Doug Williams. Still. Despite the nine interceptions the past two games while the Bucs stayed on hold with their magic number of one to clinch NFC Central.

McKay took linebacker David Lewis to task for his remarks after Sunday's loss at San Francisco: "People who use those terms ("choke") are no better than snakes. For a player to say something like that of his teammates is a terrible, terrible, idiotic statement. He ought to shut up and look at the pictures and see how he played" . . .

Ah, coaches. How about Bill Henaghan of Allegany High, Cumberland, Md.? His basketball squad lost a 43-42 overtime road game to Bishop Guilfoyle H. S. of Altoona, Pa., on the weekend, via a pair of free throws at the end off a foul call that steamed Henaghan to no end. Steamed? Henaghan reported the result to area newspapers and radio as Allegany 42, Guilfoyle 41. The Allegany County school board called him on the carpet for misrepresentation, and after a hearing at which he pleaded he believed his team actually did win -- Ah, ex-coaches. Yep, relieved him of his cuties, they did . . .

A few days earlier, in suburban Los Angeles, Notre Dame High had Murphy H. S. beat, 67-61, as time expired. But wait, N. D.'s coach, Glenn Marx, had a few choice things to say to the officials as they were leaving the court. Two-shot technicals. Herb Simon sank 'em. Marx kept after the officials. Another tech. More squawking; more free throws. On and on, until Simon had made 11 of 12 and made Murphy the victor, 72-67. "The guy," Marx said later -- before going speechless -- "the guy (one ref) just went nuts" . . .

Back in the NFL, Bob Irsay has apologized to Baltimore fans for the ruckus he caused by threatening to move the franchise. Irsay, in a statement, maintained, "Maybe I did not do it the right way, but what I had in mind from the beginning was a better stadium for Colt fans. I never wanted anything else." Note, he's cozying up to the fans after the fewest of them in a quarter-century came out for Sunday's game . . .
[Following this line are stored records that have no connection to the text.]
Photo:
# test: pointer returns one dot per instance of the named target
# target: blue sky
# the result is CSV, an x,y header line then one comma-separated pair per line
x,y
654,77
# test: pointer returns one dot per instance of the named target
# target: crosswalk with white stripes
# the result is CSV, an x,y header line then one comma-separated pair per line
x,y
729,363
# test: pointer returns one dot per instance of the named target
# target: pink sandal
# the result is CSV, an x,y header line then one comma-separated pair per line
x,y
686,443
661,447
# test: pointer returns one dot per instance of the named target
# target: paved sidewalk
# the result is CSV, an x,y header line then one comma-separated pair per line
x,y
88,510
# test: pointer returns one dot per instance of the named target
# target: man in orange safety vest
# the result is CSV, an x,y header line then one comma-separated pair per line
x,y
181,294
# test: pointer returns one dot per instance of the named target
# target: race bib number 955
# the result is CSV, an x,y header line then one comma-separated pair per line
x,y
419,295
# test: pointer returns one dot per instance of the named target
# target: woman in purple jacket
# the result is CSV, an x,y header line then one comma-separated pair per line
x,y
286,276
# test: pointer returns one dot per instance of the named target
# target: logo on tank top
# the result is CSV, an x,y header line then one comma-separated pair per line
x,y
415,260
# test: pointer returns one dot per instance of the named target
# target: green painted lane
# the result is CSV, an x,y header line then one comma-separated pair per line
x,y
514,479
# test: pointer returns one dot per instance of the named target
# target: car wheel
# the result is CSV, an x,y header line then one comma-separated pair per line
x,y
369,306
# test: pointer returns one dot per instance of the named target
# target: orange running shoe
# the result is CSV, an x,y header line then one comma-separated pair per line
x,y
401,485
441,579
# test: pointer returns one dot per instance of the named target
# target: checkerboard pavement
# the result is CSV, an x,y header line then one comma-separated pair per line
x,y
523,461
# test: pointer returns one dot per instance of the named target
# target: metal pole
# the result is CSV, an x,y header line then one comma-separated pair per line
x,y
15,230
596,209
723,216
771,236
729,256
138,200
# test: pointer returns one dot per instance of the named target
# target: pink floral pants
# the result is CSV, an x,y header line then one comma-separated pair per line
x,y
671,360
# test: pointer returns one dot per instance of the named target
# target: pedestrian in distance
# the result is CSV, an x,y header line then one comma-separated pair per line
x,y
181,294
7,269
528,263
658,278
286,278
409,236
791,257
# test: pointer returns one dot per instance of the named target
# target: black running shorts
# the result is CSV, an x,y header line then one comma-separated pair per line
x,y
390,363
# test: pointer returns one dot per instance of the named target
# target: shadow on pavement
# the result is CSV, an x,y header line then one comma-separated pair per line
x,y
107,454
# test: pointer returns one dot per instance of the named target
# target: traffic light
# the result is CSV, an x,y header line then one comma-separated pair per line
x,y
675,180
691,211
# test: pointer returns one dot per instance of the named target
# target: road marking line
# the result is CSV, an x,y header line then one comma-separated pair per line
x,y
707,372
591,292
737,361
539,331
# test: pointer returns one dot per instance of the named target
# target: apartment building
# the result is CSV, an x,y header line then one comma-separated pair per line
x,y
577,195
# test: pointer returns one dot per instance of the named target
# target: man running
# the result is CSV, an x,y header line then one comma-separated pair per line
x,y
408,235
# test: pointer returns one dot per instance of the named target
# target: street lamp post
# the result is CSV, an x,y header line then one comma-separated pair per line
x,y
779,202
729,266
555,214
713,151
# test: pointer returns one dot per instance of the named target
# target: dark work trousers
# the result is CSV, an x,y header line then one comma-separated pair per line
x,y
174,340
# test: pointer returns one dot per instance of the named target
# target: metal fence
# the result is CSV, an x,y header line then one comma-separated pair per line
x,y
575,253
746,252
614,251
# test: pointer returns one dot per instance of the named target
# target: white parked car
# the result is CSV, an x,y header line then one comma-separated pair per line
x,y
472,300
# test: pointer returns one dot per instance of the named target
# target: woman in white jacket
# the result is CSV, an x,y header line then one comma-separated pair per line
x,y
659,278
Bubble, bubble, toil and trouble. In middle America, the inevitable: Men's basketball coach conducts practice. Women's athletic director of rival school says, all right, off the floor, our turn. Men's coach mouths off. Woman hauls off and slaps him. Principals: Bradley's Dick Versace and Butler's Xandra Hamilton. "For a guy who's taken as many blows as I have, it was a love tap by comparison," says Versace. In comparison, maybe, to Butler 65, Bradley 63 in the men's game that day . . .
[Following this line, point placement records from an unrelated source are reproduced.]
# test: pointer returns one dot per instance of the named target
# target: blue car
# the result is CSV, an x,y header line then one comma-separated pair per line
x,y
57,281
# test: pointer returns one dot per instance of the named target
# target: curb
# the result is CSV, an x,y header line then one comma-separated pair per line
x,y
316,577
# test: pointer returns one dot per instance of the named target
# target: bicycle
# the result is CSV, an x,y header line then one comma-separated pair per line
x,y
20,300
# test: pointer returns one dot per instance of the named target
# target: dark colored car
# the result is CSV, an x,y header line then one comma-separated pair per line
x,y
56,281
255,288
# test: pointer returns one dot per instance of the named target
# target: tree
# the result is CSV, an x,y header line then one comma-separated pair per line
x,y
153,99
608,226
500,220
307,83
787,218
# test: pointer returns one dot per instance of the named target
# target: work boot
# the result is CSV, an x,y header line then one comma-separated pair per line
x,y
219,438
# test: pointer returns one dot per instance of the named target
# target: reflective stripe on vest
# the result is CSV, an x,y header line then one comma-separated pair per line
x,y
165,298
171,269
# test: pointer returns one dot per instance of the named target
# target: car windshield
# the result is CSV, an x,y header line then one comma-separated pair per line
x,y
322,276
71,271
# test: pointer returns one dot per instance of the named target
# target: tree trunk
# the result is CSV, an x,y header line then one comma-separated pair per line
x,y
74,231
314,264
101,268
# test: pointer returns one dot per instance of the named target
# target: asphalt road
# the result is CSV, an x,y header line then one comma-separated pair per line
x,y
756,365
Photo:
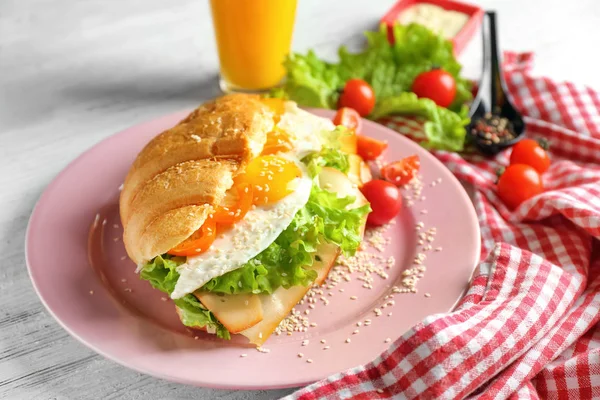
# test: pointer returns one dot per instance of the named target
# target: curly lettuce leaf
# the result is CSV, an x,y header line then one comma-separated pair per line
x,y
444,128
327,158
285,263
390,70
162,274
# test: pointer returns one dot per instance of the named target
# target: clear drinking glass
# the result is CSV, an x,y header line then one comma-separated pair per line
x,y
253,38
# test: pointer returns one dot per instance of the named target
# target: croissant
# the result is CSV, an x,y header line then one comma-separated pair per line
x,y
178,178
178,185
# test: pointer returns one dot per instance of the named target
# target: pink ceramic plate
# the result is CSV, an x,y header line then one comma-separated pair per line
x,y
77,263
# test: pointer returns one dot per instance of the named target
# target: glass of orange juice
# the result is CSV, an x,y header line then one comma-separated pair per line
x,y
253,39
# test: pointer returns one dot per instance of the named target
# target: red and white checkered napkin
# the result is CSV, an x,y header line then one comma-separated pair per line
x,y
528,328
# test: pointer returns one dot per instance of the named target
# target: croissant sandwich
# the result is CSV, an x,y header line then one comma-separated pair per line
x,y
240,208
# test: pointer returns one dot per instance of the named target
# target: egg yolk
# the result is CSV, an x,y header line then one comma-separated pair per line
x,y
277,141
271,177
267,179
276,106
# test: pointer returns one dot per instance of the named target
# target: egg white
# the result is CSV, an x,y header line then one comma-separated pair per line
x,y
263,224
248,237
304,129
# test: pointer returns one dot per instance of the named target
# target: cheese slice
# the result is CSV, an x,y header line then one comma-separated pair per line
x,y
235,312
277,306
257,316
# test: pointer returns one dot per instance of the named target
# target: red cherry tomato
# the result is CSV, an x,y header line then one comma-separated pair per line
x,y
369,148
349,118
528,151
437,85
401,172
518,183
385,199
359,95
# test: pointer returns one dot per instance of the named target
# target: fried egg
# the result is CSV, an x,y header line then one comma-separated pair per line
x,y
284,186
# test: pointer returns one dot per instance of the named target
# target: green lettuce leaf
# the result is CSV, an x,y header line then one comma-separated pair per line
x,y
285,262
444,128
327,158
162,274
390,70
Followup to the Jeff Kimlo-Keith Dorney barroom tiff between Detroit Lion teammates: One Charlie Fatheringham of Oxford, Mich., says he is suing Komlo for damages -- claims the beer mug allegedly heaved by the young quarterback (as ribbing during New England-Miami telecast turned mean in a Rochester, Mich., tavern) -- after hitting tackle Dorney in the eye -- went on to hit Fatheringham in the back of the head. "I don't know how many stitches it took," he said. "I can't see it . . . My doctor said it was down to the bone."

New football coach at U. of Richmond, from the Iowa State staff: Victor D. (Dal) Shealy Jr., 41, who previously was head coach at Carson-Newman, 1970-74, was an assistant at Baylor, Tennessee and Auburn before taking over as assistant head coach and offensive coordinator under Donnie Duncan.